To understand how people might use an AI tool like Muse, the team also surveyed game developers to learn what features they would find useful. As a result, the researchers added the capability to iteratively adjust to changes made on the fly, such as a player’s character changing or new objects entering a scene. This could be useful for coming up with new ideas and trying out what-if scenarios for developers, says Hofmann.
But Muse is still limited to generating sequences within the bounds of the original Bleeding Edge game — it can’t come up with new concepts or designs. And it is unclear if this is an inherent limitation of the model, or something that could be overcome with more training data from other games, says Mike Cook at King’s College London. “This is a long, long way away from the idea that AI systems can design games on their own.”
While the ability to generate consistent gameplay sequences is impressive, developers might prefer to have greater control, says Cook. “If you build a tool that is actually testing your game, running the game code itself, you don’t need to worry about persistency or consistency, because it’s running the actual game. So these are solving problems that generative AI has itself introduced.”
It’s promising that the model is designed with developers in mind, says Georgios Yannakakis at the Institute of Digital Games at the University of Malta, but it might not be feasible for most developers who don’t have so much training data. “It comes down to the question of is it worth doing?” says Yannakakis. “Microsoft spent seven years collecting data and training these models to demonstrate that you can actually do it. But would an actual game studio afford [to do] this?”
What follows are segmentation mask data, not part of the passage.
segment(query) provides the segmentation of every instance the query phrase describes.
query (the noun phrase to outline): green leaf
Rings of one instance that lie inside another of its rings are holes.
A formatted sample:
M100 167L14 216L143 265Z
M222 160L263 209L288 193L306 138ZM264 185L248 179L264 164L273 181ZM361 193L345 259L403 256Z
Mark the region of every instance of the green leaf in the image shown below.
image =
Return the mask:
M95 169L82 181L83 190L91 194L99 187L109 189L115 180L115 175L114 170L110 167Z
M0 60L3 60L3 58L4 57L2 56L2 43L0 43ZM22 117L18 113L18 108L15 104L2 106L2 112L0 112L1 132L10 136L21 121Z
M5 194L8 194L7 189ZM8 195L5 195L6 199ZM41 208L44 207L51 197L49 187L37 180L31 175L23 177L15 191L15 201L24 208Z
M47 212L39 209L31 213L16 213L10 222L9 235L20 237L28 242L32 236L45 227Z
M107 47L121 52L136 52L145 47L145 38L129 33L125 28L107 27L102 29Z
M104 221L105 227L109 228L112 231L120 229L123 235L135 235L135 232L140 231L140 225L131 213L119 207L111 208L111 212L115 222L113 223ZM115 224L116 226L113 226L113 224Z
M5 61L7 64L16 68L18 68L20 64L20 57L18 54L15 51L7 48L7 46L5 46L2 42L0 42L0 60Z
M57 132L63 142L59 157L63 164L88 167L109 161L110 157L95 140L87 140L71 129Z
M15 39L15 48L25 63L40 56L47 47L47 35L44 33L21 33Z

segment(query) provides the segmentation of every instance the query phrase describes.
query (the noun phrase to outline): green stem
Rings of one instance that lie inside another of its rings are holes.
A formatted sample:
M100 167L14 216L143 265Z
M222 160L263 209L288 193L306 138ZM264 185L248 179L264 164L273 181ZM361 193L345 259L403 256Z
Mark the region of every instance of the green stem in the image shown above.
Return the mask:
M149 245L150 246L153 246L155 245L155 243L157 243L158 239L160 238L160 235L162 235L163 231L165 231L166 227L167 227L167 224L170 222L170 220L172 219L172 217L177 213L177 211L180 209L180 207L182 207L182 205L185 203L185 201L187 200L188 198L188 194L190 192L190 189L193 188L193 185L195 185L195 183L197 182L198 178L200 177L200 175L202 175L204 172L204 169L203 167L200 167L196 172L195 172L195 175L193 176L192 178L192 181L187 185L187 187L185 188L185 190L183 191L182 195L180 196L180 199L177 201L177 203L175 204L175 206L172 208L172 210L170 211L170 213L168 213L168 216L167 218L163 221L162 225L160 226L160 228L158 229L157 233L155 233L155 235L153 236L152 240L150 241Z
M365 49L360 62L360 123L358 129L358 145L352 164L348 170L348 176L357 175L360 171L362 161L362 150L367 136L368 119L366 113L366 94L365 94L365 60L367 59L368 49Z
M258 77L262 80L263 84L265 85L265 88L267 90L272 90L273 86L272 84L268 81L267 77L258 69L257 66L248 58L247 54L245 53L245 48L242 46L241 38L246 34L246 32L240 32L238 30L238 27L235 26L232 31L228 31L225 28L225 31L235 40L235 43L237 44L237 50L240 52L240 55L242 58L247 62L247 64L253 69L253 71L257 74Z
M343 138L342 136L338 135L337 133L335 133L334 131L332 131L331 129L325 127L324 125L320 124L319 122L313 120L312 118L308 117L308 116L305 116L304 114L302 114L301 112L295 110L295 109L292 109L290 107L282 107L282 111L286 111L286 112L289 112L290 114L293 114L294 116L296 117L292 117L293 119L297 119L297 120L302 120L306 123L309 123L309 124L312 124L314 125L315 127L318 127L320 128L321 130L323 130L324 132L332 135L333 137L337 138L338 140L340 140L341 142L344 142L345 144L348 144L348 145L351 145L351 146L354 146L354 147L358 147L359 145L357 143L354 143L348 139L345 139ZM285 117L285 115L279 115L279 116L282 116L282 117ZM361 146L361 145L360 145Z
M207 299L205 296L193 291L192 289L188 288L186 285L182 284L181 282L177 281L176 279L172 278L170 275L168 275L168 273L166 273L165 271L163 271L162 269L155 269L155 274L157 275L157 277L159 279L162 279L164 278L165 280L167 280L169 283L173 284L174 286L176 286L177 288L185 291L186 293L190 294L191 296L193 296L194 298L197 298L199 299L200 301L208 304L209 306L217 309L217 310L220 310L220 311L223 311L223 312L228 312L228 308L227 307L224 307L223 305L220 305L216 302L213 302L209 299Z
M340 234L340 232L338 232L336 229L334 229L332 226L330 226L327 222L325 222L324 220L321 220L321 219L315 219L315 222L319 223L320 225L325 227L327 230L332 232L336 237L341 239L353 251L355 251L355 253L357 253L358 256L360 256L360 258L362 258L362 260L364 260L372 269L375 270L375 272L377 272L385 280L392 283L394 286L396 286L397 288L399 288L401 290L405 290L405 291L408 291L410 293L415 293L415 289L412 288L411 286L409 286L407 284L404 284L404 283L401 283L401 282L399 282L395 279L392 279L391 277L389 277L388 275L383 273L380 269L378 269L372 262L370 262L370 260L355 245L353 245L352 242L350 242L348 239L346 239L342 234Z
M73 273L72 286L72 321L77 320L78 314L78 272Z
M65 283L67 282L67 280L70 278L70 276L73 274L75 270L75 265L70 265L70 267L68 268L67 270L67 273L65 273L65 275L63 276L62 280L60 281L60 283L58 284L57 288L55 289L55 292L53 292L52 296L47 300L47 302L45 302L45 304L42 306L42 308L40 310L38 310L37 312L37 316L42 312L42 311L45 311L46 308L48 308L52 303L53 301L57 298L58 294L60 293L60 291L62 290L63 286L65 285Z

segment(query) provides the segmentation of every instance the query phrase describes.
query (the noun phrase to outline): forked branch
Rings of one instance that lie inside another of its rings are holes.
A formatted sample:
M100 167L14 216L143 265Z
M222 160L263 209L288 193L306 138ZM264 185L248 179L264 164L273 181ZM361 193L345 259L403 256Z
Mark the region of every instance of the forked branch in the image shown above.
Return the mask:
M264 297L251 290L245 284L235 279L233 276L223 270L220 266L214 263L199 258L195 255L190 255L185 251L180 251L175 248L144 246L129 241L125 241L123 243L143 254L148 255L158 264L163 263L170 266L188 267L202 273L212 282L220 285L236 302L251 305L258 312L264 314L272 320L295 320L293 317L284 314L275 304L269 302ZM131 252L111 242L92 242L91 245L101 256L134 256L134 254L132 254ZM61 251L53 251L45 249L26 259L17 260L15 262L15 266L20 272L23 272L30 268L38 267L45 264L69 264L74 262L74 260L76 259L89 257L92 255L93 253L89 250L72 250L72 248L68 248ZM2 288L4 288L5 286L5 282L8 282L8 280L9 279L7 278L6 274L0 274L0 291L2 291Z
Even Microsoft itself is equivocal over whether AI-designed games could be on the horizon: when asked if developers in its Xbox gaming division might use the tool, the company declined to comment.
While Hofmann and her team are hopeful that future versions of Muse will be able to generalise beyond their training data – coming up with new scenarios and levels for games on which they are trained, as well as working for different games – this will be a significant challenge, says Cook, because modern games are so complex.
“One of the ways a game distinguishes itself is by changing systems and introducing new conceptual level ideas. That makes it very hard for machine learning systems to get outside of their training data and innovate and invent beyond what they’ve seen,” he says.